Wish we may see less of it in 2010!
I . Nature of RoI
Any one who writes on RoI gets an image of a responsible person.Because he/she seems to profess the idea of not only ‘Waste not!’ but also ‘Gain more than what is spent!’. If the person is one who is proposing some investments and talks about RoI, it is all the more so.The proposal would in all probability get approved.
If the person who has authority to approve talks about RoI,it make us think that he/she is doing his/her job meticulously.
Prompted by some recent blogs,I tried to understand RoI a bit more from a user perspective and found me thinking as follows.
Firstly the terms themselves. Return-On-Investment. Mathematically it would be R/I, a ratio.
It would be expected to be more than 1.0. In actuality it may be Less, More or Equal!
Return is a requirement of any investment. The Return may be direct or indirect.
Direct benefit is expressable in money terms, whereas it is an effort to do so for indirect benefit!
It essentially has a time factor.That is, the Return would be expected within one year of the spending the amount or during a specific number of years from the time of spending.
If the expectation is over a number of years, it would be based on the depreciation percentage. That is if the depreciation % is 25, the number of years during which the Return may be expected would be 4. Similarly it would be for other % of depreciation. But of course, Return would continue to accrue even after these number of years!
It may be said that an Investment is an instance of payment during an accounting year and the Return is a stream of receipts (benefits) during the same or subsequent years.
Hence for a better management, it appears that, as Investment proposals need a good review prior to approval, the Return would require monitoring and measurement over a specific period.
II . Treatment of the the amount spent
Are the amount paid for all these instances would be treated as investment? Generally not.
This question arises in mind because I think that in accounting practice, an amount paid is treated under Revenue account or under Capital account. If it is revenue account the amount would be accounted fully in the year of spending itself. If it is capital account a percentage of the total amount would be accounted for during the number of years according to the percentage of depreciation.

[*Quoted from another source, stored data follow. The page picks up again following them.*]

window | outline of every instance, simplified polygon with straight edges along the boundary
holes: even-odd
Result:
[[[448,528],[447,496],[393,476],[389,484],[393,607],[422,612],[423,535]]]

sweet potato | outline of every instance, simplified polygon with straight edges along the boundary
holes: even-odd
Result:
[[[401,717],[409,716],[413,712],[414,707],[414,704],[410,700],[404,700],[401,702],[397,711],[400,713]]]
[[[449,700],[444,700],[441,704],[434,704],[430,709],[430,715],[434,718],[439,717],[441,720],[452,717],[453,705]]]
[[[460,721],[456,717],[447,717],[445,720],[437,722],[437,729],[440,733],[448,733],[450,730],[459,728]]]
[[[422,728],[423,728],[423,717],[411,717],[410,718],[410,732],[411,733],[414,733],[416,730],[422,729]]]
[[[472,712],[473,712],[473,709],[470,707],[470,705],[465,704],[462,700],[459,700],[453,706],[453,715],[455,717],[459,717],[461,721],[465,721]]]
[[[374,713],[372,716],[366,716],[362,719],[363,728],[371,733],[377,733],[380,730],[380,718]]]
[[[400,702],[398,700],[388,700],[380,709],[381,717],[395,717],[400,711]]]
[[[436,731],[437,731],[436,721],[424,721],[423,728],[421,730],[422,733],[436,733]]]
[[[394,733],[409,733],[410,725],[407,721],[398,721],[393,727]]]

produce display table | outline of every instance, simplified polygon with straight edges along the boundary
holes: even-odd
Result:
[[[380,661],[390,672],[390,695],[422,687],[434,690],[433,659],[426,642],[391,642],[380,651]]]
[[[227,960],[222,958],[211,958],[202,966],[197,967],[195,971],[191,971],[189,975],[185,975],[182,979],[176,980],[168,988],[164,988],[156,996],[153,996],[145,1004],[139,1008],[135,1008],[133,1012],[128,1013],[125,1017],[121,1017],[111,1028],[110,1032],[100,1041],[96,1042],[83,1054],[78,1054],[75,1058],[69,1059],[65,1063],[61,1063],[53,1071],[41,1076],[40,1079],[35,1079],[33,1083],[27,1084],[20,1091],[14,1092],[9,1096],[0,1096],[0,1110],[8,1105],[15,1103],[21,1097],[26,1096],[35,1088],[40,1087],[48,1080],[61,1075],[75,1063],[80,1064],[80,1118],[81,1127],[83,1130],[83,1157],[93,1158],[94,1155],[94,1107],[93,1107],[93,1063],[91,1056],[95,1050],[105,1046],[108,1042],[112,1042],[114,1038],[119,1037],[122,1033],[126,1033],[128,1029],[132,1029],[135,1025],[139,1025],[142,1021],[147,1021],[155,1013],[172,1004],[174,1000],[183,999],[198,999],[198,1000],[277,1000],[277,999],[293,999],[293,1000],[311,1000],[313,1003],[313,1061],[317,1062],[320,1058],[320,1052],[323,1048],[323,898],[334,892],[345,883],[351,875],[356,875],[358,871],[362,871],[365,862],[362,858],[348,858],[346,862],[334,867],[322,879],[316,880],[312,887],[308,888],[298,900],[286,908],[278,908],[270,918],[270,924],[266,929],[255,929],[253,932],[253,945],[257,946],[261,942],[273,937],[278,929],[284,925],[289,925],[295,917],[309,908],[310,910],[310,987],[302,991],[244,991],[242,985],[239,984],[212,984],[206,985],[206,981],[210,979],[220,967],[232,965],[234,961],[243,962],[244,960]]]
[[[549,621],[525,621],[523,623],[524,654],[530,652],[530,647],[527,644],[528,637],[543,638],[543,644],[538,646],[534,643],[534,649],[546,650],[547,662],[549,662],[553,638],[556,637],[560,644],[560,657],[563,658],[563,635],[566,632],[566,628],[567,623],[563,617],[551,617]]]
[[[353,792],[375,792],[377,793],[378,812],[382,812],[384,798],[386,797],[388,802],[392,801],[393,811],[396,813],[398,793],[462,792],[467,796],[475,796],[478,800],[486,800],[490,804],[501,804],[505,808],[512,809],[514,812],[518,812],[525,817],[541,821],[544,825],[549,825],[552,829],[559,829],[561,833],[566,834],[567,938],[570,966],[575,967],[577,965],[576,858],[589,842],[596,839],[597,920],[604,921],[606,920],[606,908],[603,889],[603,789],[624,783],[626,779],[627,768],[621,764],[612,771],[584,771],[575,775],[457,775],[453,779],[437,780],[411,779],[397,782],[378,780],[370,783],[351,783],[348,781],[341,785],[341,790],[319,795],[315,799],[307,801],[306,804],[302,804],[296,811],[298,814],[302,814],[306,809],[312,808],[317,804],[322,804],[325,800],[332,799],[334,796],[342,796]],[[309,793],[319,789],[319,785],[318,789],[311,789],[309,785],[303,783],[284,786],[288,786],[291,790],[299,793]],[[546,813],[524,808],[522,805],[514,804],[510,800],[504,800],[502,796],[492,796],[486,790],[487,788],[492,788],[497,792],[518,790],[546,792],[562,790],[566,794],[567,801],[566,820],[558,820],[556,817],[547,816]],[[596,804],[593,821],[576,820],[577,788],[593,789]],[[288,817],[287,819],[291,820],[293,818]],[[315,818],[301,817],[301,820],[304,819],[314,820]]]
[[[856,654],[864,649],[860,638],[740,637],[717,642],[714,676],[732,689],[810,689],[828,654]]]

All amounts spent by an organization would pertain to planned or unplanned expenditure.
Naturally in a company with financial discipline most of the spending would be planned and with budgetory allocation. The cash flow would also be a regulated affair, that is evenly distributed as for as possible through out the year.
Under such circumstance I wonder how a ‘huge’ amount would ever be spent, except when a paradigmatic change is planned with sufficient reasons. Generally the huge amount would also be spent in a phased manner only! Hence expectation of Return would only be proportional to the amount apportioned for each year.
III. The special nature and treatment of money spent for IT
In addition, the IT also would arrive in modules composable year after year, forming the grand structure at the end of the planned period!
Another aspect of the spending for IT that comes to my mind is that apart from the requirements, there would be expectations and desire to get ‘Wow’ effect and ‘Aha!’ effects while using the IT, whatever it be, whether HW, SW or Services! We felt so when we moved from mainframe to table top; from DoS to Windows; from stand alone to intranet and internet; from office use to personal use; and it is going on in many other areas and in many ways!
It also occurs to me, apart from accounting perspective that once decided to spend the amount, focus may have to be on deriving the benefits – specified and unspecified – as soon as possible; for otherwise the users would loose interest in it.
Emphasizing RoI, getting it spread over, say 4 years makes RoI appear to be the least that one may aim at! That is meant for the purpose of accounting. It should not be a governing factor; ‘deriving benefit from the implemented IT’ ASAP may have to be the governing factor. When the IT people and the user departments work towards that as the primary goal than seeking RoI,it would be the result.
IV. Return in reality
We can reasonably expect that sometimes Return would be gained and sometimes would not be forthcoming.
When Return is gained it may be less than expected or more. It may even continue for several years.
When return is not obtained within the time period, at times additional amount may have to be spent.
If even then it is a loosing game a time would come to write-off the amount remaining during the year of consideration. Of course in some cases unexpected benefit also may be gained!
Accordingly we may say that at any point of time one may have a combination of a Performing IT, Surviving IT, Struggling IT, Promising IT and Failed IT. If the combined result is more than 1.0, one may infer that the RoI is healthy. But monitoring may have to be case by case to gain return.Is that feasible, each being a different stream, having started at different point of time and existing at different departments? Must be possible by a systematic effort. For investment that is sizable, all the more so.
V. A Guidepost!
What seems a good reference for a systematic effort is the “Information Technology Investment Management – A Framework for Assessing and Improving Process Maturity”.
This document (Revision – 1.1) was published in the year 2004 by the US General Accounting Office as an Executive Guide. www.gao.gov/new.items/d04394g.pdf
The best feature of this guide is that it treats Investment management as a process. It prompts the organization to focus on the process elements thereby to ensure better RoI rather than emphaizing directly.
For this reason it appears worth refering to as a guide by BPX, Business and IT.
In the end I could not escape the thought in our persoal life we do not consider RoI excessively while choosing to buy any IT product and we are happily creative!